• Question: whats the hardest thing you have ever had to find out and are you still trying to figure out anything thats quite interesting?!!

    Asked by rosieyolo2013 to Grant on 13 Mar 2013.
    • Photo: Grant Campbell

      Grant Campbell answered on 13 Mar 2013:


      Hi Rosie. During my PhD I was trying to measure the size of bubbles in bread dough (because the bubbles in dough grow to become the bubbles in the bread, so the size and number of bubbles in the dough has an important effect on the quality of the bread). Bubbles in dough are very small – on average about 1/10th of a millimetre, so hard to see and measure. I used to take thin slices of frozen dough and measure the size of the holes appearing on the slices. But, if you think about it, a round bubble is likely to be sliced off-centre, so that the size of the hole that you see is, on average, smaller than the size of the bubble from which it came. Also, larger bubbles have a greater probability of being sliced than smaller bubbles. It took me a long time, and stretched my poor brain a lot, to work out the mathematics to calculate what the actual bubble size distribution was!

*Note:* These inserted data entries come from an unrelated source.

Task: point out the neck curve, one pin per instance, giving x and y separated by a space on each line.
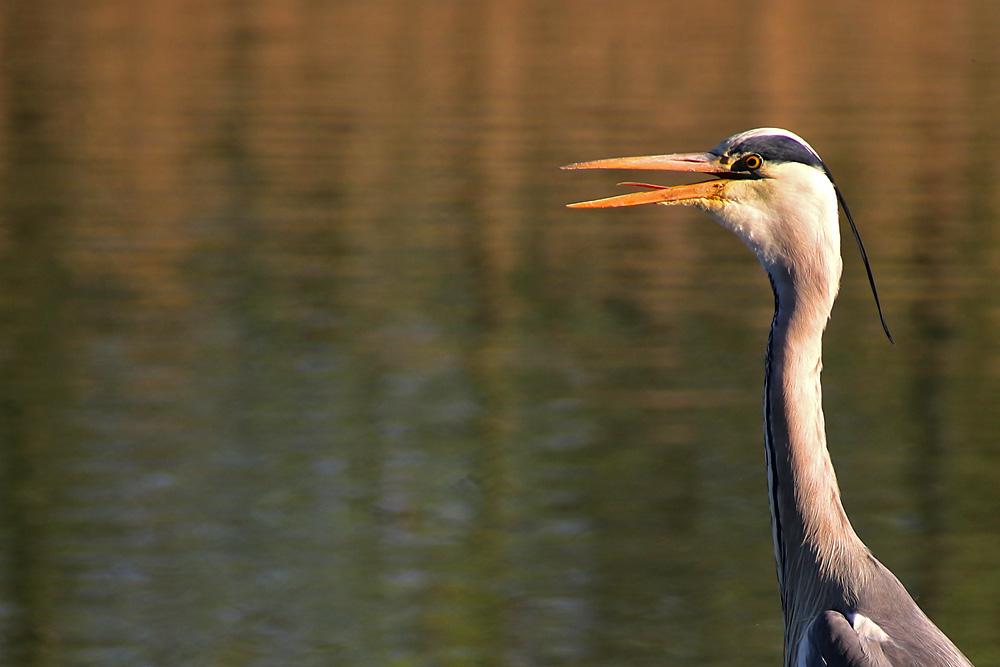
813 538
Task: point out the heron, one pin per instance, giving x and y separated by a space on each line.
840 606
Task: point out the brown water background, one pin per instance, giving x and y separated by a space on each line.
304 362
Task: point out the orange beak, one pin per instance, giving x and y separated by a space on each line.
705 163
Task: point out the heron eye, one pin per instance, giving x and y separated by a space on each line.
753 161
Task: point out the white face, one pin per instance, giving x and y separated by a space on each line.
788 217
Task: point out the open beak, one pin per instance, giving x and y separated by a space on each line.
705 163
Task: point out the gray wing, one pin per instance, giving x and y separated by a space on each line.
832 641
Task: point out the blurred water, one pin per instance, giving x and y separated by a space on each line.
304 362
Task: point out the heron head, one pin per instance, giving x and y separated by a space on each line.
769 187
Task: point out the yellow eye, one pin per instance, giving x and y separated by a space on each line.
753 161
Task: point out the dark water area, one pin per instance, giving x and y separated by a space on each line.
303 361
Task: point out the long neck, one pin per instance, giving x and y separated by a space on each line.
813 539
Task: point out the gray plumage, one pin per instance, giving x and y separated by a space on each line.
841 607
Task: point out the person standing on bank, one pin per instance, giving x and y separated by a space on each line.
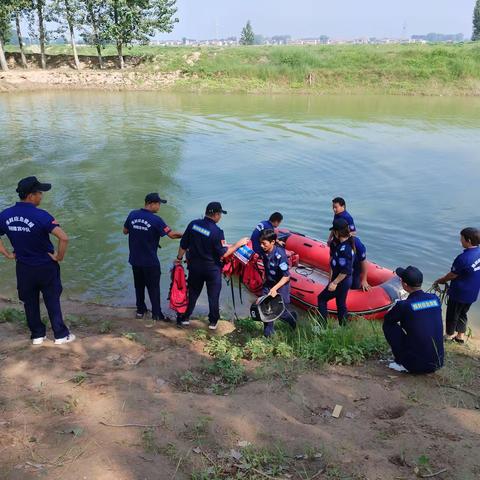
341 269
272 223
277 278
465 285
205 246
144 229
37 263
413 327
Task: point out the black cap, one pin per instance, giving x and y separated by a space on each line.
154 198
31 185
214 207
339 224
412 276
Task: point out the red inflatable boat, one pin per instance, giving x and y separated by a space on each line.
310 261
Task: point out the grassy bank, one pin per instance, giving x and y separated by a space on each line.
431 69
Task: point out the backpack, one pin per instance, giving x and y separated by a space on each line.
178 295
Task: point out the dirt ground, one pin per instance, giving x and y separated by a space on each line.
53 400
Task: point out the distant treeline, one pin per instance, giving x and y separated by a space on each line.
98 22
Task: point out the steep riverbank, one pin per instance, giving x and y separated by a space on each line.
332 69
125 402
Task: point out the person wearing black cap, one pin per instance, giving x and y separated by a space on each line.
341 269
37 263
413 327
144 229
464 278
205 246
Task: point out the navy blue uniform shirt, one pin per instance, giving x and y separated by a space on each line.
420 317
28 228
341 260
276 265
465 288
346 216
255 237
144 232
204 242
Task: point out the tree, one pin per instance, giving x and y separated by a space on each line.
5 33
247 37
39 7
476 22
69 11
95 18
135 21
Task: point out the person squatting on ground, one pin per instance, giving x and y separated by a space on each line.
272 223
277 277
413 327
341 269
37 263
144 229
205 246
464 279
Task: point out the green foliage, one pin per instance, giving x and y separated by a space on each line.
12 315
105 327
476 22
258 349
230 372
221 347
247 36
354 343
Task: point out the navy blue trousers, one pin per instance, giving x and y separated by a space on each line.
45 279
340 295
199 275
284 292
147 278
412 361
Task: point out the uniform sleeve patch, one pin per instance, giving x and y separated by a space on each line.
201 230
425 305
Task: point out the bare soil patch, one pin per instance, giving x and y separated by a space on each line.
116 405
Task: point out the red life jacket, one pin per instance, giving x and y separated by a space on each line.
178 294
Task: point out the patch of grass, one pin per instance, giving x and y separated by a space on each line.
198 429
149 443
13 315
354 343
132 336
231 373
258 349
105 327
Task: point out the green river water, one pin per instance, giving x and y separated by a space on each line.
408 167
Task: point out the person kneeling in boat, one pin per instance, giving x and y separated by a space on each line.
272 223
341 270
413 327
277 277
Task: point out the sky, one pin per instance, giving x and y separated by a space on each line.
341 19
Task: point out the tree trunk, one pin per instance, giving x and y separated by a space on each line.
120 54
41 30
3 60
72 34
20 40
96 37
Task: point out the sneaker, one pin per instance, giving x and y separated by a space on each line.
397 367
67 339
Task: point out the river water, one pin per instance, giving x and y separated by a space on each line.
408 167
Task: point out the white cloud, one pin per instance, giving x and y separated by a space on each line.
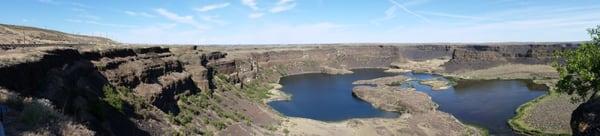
321 32
449 15
256 15
213 19
409 11
49 2
212 7
143 14
98 23
89 16
250 3
390 13
189 20
283 5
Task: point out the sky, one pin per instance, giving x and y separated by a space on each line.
311 21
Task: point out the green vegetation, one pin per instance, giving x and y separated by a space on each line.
517 122
396 83
579 69
286 131
113 97
36 113
452 81
257 91
482 131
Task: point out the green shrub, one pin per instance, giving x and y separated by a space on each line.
113 97
396 83
35 113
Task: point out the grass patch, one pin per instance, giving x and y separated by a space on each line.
112 96
396 83
483 131
36 113
518 124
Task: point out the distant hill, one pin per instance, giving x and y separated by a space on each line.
13 34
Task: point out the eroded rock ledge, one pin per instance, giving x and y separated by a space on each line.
419 113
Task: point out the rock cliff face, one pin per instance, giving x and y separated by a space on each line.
206 90
12 34
585 120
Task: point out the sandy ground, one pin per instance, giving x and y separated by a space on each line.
510 71
436 84
276 94
417 66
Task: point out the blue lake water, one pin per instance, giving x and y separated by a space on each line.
488 103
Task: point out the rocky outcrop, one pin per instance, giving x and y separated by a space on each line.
404 100
436 83
585 120
419 113
218 78
12 34
484 56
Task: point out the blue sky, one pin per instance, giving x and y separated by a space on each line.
311 21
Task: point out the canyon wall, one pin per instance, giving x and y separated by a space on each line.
157 80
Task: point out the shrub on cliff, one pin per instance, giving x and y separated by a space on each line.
112 96
579 71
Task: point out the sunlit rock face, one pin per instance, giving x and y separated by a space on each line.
585 120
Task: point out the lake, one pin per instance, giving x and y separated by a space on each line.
487 103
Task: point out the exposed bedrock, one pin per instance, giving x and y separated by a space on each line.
585 119
74 79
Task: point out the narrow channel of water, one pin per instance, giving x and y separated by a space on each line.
328 97
488 103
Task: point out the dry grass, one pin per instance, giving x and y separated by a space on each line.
510 71
37 117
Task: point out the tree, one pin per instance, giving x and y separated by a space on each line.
579 69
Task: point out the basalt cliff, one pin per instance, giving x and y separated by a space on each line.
220 90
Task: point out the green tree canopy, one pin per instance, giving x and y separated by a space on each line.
579 69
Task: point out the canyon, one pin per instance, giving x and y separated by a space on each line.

      One of the things we do to control the size and number of bubbles in bread dough is to control the pressure during mixing. If we change the pressure half-way through, that changes the bubble sizes, but I would really like to understand that process better. To do this I’d need an X-ray machine to measure the bubbles (which would be a lot faster and more accurate than by slicing method), and would need to develop some even more complicated mathematics. But that’s my particular dream, to be able to do that investigation, because it would be interesting and would have practical application for improving bread.

      Thanks for your question – I enjoy explaining about bubbles in bread.